Man burned alive in Burundi protest against presidential bid

Bujumbura, Burundi: Protesters burned a man alive in Burundi's capital on Thursday, saying he was a member of the ruling party's youth wing which had attacked them during their rallies against the president's bid for a third term, a witness said.

Tensions have been building on Bujumbura's streets for almost two weeks between protesters and police using tear gas, water cannon and, demonstrators say, live rounds. The police deny this.

The violence has plunged the African nation into its worst crisis since the end of an ethnically charged civil war in 2005, raising fears of fresh bloodshed in a region still haunted by the genocide in neighbouring Rwanda.

The chairwoman of the African Union bloc's Commission, Nkosazana Dlamini-Zuma, joined government opponents on Thursday in saying the situation had deteriorated so far that the June 26 presidential election should be postponed.

"Until there is peace in Burundi, we can't go for elections," she said on her Twitter feed. President Pierre Nkurunziza's spokesman said that was unnecessary as most of the country was calm.

Protesters said the victim of the burning was a member of the Imbonerakure youth wing of the ruling CNDD-FDD party, which they say has attacked them. The government has repeatedly dismissed charges that Imbonerakure is fomenting violence.

"They put tyres around his neck and then burned him," a witness told Reuters after seeing the man killed in the Nyakabiga district of Bujumbura.

Condemning the killing, presidential spokesman Gervais Abayeho said: "We don't want the situation to degenerate and take us back to those years when people were killed on the streets in broad daylight."

The Red Cross said a man was killed in that district, without saying how, and a woman had been killed in another area. Activists say at least 14 people have been killed since the protests erupted. Police give lower figures.

Calls for delays

Opponents say Nkurunziza's decision to stand again violates two-term limits set out in the constitution and the peace deal that ended Burundi's civil war - a conflict that pitted the ethnic Hutu majority against the Tutsi minority.

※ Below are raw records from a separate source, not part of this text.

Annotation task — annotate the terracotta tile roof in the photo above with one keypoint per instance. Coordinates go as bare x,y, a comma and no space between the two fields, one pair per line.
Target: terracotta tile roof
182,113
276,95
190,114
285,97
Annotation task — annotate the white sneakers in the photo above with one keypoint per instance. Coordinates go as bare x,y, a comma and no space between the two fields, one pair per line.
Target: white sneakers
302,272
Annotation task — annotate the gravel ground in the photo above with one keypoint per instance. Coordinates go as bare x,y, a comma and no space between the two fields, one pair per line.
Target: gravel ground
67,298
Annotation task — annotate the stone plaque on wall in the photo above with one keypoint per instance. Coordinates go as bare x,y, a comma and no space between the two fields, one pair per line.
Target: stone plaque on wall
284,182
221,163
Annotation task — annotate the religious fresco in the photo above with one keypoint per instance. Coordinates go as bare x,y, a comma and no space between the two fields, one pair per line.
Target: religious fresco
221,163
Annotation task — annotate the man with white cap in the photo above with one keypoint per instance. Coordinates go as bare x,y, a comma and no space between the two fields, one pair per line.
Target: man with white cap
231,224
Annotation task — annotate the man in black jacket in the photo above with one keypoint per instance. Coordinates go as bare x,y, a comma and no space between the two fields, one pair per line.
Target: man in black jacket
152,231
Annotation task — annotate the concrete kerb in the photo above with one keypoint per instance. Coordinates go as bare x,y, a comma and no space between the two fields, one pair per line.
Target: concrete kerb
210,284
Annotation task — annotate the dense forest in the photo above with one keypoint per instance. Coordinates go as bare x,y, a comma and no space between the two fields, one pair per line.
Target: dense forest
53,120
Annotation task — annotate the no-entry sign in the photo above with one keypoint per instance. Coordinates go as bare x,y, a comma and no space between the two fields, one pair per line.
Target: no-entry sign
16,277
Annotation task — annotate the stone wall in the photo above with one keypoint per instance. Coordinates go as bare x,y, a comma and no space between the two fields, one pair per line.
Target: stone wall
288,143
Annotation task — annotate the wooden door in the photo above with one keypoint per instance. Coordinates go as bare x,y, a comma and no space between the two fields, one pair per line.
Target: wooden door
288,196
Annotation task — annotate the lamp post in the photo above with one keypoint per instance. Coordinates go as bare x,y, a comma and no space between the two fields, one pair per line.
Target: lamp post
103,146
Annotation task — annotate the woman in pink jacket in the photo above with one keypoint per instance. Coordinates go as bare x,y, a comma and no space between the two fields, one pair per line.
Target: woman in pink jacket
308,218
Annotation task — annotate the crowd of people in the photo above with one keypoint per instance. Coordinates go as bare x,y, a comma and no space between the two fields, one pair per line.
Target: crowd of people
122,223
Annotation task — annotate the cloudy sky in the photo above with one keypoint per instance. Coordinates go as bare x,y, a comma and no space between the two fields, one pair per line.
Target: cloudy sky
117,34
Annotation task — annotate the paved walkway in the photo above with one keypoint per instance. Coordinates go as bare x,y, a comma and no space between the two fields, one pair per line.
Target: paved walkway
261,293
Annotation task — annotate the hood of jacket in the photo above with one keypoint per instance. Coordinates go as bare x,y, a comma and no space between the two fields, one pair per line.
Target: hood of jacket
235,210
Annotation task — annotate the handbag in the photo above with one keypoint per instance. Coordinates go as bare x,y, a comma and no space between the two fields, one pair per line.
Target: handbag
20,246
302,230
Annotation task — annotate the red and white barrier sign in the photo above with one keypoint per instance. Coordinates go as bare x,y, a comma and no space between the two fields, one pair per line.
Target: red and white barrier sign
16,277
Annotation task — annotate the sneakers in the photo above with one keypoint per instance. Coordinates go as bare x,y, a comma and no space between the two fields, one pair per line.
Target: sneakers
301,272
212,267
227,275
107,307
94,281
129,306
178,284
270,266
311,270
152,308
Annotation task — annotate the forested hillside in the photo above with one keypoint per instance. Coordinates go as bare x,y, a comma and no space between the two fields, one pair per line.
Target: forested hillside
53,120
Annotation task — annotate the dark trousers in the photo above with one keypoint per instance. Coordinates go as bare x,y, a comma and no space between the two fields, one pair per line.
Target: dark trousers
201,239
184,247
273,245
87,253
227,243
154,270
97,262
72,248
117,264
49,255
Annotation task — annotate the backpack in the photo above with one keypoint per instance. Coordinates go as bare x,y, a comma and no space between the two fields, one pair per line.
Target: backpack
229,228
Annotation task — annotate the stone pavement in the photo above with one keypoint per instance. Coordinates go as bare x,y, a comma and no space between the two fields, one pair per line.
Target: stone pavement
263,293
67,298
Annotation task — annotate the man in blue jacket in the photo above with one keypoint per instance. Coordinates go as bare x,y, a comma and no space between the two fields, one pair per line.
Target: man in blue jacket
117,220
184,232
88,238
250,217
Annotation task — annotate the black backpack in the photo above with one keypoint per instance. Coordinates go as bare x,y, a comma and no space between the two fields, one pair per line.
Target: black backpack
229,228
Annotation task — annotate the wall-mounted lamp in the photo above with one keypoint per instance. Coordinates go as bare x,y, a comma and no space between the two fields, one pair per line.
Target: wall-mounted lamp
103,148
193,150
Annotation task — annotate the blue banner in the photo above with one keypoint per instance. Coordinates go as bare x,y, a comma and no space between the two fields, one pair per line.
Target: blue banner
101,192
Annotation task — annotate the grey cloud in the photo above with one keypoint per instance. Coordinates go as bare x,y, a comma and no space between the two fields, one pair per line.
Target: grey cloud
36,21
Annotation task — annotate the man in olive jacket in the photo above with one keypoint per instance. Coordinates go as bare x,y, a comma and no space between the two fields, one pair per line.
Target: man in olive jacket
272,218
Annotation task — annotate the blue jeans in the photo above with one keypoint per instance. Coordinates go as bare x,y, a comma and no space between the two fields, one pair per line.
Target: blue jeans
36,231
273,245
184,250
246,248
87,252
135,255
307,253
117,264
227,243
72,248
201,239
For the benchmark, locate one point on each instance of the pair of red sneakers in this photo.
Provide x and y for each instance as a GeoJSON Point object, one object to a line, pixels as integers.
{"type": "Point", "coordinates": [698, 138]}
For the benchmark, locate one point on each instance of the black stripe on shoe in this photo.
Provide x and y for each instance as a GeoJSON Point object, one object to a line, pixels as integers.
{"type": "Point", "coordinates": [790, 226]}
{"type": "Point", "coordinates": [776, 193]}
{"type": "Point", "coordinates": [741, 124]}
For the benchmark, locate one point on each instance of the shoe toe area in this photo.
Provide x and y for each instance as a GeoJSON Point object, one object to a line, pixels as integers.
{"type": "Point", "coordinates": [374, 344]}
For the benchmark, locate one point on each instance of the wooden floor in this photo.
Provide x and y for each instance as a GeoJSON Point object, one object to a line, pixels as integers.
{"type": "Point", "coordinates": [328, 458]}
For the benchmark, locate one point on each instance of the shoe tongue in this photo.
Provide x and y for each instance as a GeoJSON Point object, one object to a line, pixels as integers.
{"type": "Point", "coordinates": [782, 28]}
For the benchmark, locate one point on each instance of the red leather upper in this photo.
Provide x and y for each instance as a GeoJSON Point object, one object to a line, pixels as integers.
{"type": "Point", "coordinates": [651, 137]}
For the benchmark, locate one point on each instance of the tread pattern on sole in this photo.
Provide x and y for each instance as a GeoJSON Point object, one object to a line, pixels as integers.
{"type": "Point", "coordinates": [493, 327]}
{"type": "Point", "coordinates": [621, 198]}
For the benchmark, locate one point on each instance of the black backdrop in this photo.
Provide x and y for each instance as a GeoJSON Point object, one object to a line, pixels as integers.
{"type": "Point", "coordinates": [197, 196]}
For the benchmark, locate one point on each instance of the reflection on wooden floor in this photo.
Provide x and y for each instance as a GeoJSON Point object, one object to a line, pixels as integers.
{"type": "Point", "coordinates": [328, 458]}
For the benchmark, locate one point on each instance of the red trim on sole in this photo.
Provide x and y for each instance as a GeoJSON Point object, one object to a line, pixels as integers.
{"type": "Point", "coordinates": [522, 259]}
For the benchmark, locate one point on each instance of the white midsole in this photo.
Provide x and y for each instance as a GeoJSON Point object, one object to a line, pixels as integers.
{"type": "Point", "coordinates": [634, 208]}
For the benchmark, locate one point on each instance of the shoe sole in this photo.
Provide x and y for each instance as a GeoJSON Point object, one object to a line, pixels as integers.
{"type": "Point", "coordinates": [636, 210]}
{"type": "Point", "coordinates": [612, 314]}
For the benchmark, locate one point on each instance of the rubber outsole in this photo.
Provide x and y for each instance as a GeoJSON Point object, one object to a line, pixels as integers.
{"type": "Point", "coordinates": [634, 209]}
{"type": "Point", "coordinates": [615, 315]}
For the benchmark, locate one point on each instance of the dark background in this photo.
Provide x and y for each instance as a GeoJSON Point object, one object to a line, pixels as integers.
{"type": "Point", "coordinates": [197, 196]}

A constitutional court ruled on Tuesday that Nkurunziza's first term, when he was picked by lawmakers rather than by popular election, did not count. The opposition says the court is biased.

Several opposition figures say the vote should be delayed, provided the parliamentary and presidential elections now scheduled for May and June are held before Nkurunziza's current term expires on Aug. 26.

"It is needed," said presidential hopeful Agathon Rwasa, who like Nkurunziza once led a Hutu rebel group. "There is no security."

Nkurunziza said in a televised address on Wednesday that his next term, if he was elected, would be his last. He has called the protests an "insurrectional movement".

"We ask all those protesting against the third term to continue to demonstrate peacefully and show restraint," Gabriel Rufyiri, a prominent opposition activist, told Reuters.

Fearing a relapse into bloodshed, foreign ministers from the East African Community nations were in Bujumbura this week to discuss the crisis. A regional summit on Burundi is to be held in Tanzania on May 13.

Neighbouring Rwanda suffered a genocide in 1994 in which 800,000 people, mostly Tutsis and moderate Hutus, were slaughtered.

Almost 40,000 people, many of them Tutsis, have fled from Burundi to neighbouring states.